InvestorsHub Logo
icon url

dacaw

11/20/04 11:06 AM

#47783 RE: dacaw #47782

. . . and a corollary

Thinking about it - that non-OOO fp proc are highly sensitive to micro-optimizations - it would seem reasonable to me that compiler writers would put lots of effort into the codegen for oft-used SPEC sequences.

But of course intel would never tweak benchmarks to favor their own processors, would they????
icon url

chipguy

11/20/04 12:05 PM

#47786 RE: dacaw #47782

In contrast Athlon optimizes the fp code at run time by moving the ops around as resources come available. Thus micro-optimization by the coder is pointless - you really don't see any difference by tweaking the odd line here or there - or sprinkling nops around.

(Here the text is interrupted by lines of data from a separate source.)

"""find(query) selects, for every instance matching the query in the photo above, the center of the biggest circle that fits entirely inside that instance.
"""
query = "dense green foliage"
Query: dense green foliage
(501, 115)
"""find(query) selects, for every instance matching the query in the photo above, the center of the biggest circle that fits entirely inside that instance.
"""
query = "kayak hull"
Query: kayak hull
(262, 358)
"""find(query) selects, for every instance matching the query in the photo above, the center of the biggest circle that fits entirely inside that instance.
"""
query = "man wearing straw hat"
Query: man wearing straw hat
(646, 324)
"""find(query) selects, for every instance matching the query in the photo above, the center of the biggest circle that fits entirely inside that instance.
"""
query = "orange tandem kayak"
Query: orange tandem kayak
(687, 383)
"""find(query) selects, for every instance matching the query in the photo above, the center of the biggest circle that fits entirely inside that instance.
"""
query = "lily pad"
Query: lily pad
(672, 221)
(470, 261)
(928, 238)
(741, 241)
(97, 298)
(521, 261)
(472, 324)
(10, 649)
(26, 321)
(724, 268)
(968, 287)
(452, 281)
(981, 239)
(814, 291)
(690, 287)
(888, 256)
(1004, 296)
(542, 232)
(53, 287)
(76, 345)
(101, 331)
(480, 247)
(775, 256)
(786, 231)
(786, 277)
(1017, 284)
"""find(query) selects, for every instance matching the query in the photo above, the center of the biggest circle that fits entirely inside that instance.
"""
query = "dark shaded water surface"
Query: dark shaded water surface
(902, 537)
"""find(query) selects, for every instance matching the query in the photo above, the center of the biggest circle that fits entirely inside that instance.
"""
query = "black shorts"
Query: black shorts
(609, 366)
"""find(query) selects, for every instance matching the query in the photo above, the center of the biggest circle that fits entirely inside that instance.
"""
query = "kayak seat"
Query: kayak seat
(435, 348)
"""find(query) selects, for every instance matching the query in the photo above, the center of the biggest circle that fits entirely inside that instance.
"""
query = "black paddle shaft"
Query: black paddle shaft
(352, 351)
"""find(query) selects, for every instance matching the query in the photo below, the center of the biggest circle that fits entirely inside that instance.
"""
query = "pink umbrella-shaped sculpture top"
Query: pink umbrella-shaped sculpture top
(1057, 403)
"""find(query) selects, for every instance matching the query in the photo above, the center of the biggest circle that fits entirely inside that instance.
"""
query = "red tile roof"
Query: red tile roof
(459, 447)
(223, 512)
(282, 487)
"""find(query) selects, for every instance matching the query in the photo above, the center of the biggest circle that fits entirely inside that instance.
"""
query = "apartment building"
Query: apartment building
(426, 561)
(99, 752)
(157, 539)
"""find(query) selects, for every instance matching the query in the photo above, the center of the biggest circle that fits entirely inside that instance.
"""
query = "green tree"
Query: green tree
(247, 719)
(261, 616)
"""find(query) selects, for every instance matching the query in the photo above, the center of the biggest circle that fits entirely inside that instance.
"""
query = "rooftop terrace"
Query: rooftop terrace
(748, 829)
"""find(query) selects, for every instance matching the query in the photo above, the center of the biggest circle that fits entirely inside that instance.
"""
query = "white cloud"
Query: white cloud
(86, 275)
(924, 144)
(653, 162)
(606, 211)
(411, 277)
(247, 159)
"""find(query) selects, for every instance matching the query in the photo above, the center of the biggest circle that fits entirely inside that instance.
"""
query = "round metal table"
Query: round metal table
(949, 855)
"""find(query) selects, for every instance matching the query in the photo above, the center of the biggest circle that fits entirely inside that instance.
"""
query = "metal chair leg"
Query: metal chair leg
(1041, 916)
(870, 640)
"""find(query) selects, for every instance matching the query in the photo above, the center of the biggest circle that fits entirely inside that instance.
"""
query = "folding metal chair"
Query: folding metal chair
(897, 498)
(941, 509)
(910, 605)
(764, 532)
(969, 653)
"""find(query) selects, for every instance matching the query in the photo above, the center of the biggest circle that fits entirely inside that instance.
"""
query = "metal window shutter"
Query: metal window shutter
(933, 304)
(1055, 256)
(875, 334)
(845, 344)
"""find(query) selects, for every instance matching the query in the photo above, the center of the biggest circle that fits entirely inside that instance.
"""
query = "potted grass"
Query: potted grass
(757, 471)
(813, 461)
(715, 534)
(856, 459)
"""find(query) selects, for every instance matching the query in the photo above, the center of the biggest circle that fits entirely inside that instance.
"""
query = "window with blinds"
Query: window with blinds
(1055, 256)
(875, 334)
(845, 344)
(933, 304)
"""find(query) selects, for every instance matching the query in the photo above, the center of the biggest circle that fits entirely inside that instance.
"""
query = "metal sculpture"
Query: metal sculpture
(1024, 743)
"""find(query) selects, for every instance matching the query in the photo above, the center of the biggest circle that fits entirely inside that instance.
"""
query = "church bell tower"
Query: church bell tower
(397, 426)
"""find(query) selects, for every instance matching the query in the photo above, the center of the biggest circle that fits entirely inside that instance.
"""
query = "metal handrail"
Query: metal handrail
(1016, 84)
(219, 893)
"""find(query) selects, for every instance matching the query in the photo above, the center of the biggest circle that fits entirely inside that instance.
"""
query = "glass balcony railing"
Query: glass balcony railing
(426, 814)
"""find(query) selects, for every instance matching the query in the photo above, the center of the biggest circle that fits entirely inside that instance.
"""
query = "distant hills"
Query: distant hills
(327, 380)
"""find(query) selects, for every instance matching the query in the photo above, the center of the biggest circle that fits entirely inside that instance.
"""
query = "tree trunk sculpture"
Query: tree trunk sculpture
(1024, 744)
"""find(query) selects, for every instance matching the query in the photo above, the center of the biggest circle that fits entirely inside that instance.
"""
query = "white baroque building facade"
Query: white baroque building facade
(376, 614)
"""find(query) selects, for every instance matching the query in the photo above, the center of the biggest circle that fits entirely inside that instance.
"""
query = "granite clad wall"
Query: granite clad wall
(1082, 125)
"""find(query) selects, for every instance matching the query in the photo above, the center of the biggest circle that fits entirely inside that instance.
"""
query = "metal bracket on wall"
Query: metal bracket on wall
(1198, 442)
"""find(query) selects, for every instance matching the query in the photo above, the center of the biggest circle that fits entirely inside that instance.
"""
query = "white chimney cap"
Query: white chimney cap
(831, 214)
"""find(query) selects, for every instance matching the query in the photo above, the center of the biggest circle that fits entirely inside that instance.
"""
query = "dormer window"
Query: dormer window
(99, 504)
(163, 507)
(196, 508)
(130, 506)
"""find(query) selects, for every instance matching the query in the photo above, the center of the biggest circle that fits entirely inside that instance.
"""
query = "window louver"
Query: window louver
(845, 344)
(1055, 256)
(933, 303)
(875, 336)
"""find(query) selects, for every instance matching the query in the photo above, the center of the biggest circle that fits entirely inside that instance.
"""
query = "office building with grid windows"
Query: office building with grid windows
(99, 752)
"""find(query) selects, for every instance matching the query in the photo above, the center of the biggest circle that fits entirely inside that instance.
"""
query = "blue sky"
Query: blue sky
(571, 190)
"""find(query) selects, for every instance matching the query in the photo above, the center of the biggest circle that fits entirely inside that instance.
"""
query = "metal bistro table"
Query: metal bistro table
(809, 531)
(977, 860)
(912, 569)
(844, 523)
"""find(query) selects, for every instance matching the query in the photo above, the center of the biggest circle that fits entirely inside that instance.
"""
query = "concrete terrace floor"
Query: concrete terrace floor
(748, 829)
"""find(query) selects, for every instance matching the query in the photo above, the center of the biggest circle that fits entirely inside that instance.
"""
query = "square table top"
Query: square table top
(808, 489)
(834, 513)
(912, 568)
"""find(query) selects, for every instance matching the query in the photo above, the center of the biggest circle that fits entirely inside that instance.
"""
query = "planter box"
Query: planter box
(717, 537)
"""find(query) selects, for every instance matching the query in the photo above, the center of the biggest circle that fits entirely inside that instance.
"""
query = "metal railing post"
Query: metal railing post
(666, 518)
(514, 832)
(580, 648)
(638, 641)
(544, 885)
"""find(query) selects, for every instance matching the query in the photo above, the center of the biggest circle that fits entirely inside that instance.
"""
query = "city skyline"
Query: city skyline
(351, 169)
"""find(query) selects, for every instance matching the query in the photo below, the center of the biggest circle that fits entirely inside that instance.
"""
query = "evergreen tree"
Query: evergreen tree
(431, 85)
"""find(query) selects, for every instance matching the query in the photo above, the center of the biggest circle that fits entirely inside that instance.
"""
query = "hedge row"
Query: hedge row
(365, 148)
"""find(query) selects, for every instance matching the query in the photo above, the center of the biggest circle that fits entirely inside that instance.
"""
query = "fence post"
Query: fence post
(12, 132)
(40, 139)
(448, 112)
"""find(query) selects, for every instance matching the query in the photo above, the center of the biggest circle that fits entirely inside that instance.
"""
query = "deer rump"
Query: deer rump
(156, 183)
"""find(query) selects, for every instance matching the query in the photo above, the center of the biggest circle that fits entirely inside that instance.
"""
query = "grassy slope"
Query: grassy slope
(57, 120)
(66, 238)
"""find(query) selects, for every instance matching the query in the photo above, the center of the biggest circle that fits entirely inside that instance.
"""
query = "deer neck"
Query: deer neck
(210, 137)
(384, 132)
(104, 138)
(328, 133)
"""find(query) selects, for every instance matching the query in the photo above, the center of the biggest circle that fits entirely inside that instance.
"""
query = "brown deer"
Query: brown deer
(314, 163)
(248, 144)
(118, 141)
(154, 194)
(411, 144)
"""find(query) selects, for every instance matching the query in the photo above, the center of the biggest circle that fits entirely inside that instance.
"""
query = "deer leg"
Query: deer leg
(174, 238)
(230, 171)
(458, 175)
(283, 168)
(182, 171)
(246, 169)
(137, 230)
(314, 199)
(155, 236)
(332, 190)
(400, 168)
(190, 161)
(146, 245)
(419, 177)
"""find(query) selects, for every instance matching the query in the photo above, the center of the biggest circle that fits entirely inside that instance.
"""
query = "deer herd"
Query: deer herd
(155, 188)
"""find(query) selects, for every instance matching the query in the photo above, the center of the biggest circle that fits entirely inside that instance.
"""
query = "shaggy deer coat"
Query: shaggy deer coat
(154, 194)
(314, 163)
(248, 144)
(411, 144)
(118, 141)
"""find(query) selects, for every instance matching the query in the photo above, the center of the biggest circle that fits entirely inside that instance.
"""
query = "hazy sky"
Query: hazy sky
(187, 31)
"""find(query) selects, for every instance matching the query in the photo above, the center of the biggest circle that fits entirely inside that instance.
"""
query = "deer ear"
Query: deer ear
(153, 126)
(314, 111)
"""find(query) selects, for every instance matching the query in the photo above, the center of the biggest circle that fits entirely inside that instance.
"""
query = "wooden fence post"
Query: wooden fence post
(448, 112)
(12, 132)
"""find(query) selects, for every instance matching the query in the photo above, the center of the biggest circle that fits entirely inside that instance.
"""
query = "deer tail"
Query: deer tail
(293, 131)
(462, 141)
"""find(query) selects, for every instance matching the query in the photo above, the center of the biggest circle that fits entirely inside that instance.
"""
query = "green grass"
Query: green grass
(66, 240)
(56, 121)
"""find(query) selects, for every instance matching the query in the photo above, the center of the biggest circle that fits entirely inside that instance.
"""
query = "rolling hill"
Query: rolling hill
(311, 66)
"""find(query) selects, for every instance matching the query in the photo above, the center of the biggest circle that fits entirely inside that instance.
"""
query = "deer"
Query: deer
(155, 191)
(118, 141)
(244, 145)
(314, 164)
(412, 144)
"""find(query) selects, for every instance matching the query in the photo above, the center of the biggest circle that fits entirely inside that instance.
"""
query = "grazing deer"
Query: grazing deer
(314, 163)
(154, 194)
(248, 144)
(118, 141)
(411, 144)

Wow, so much misinformation in just two sentences. First
of all, OoO execution does not relieve the compiler of
the need to perform sophisticated code generation and
scheduling to good good performance on a superscalar
processors. Compare the performance of gcc vs vendor
compilers for EV6, PPC970, and P4. Gcc sucks for Alpha
nearly as much as it does for IPF. Second of all, many
OoO processors use NOPs to improve code scheduling
and nearly all superscalar processors, OoO or otherwise
benefit from using NOPs to align the code at the top of
loops with the cache line. Finally, OoO is of very little
benefit for most FP intensive code. It tends to have very
predictable control flow and memory access patterns.
OoO execution is also of little benefit to many important
commercial workloads like OLTP because the memory
component of CPI dominates. OoO is primarily of benefit
to SPECint and general purpose PC type applications.